Un homme avoit un jour obtenu du destin,
Que de son avenir il lui fit confidence.
Au livre de la providence,
Il lut donc tout son sort, ses progrès et sa fin.
Parmi de menus faits, de grandes avantures
Se déployèrent à ses yeux.
Il devoit être roi, puissant et glorieux,
Et puis captif, et puis mourir dans les tortures.
Ces révolutions sont le plaisir des dieux.

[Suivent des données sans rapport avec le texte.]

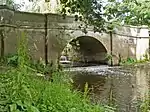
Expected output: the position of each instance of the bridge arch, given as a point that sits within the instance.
(86, 49)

De tous ces objets quelle idée
Occupe désormais mon pauvre curieux !
Sa mort le suit par tout ; son âme intimidée
La souffre à toute heure, en tous lieux.
Ce roi futur, que la frayeur consume,
Se voit dans son affreux chagrin,
Esclave comme Montezume,
Grillé comme Guatimosin.
Ah ! Par pitié, grands dieux, ôtez-moi cette image,
S’écriat-t’il. Ses vœux sont exaucés.
Il ne voit plus la mort ni l’esclavage ;
Dans son esprit ce sont traits effacés.
Le voilà donc qui voit en perspective
Ce sceptre absolu qui l’attend :
En est-il mieux ? Le croyez-vous content ?
L’impatience la plus vive
Lui fait un siécle d’un instant.
Quelque faveur que le ciel lui déploye,
Tout est insipide pour lui :
Où les autres mourroient de joie,
Ce roi futur séche d’ennui.
Ciel, cria-t-il encor, retranchez les années
Qui me séparent de mon bien.
Hâtez mes grandes destinées :
Hors de-là je ne goûte rien.
Çà dit le sort, malgré ton imprudence
Je ferai mieux que tu ne veux.
C’en est fait, tu va être heureux ;
Je te rends à ton ignorance.
Bon lot ! Bien à propos tout homme en fut pourvû.
Sans cela notre impatience
Feroit un mal d’un bien prévû.
Et le mal nous tueroit d’avance.
- Antoine Houdar (ou Houdart) de la Motte- 1672 – 1731, L’Homme instruit et son Destin.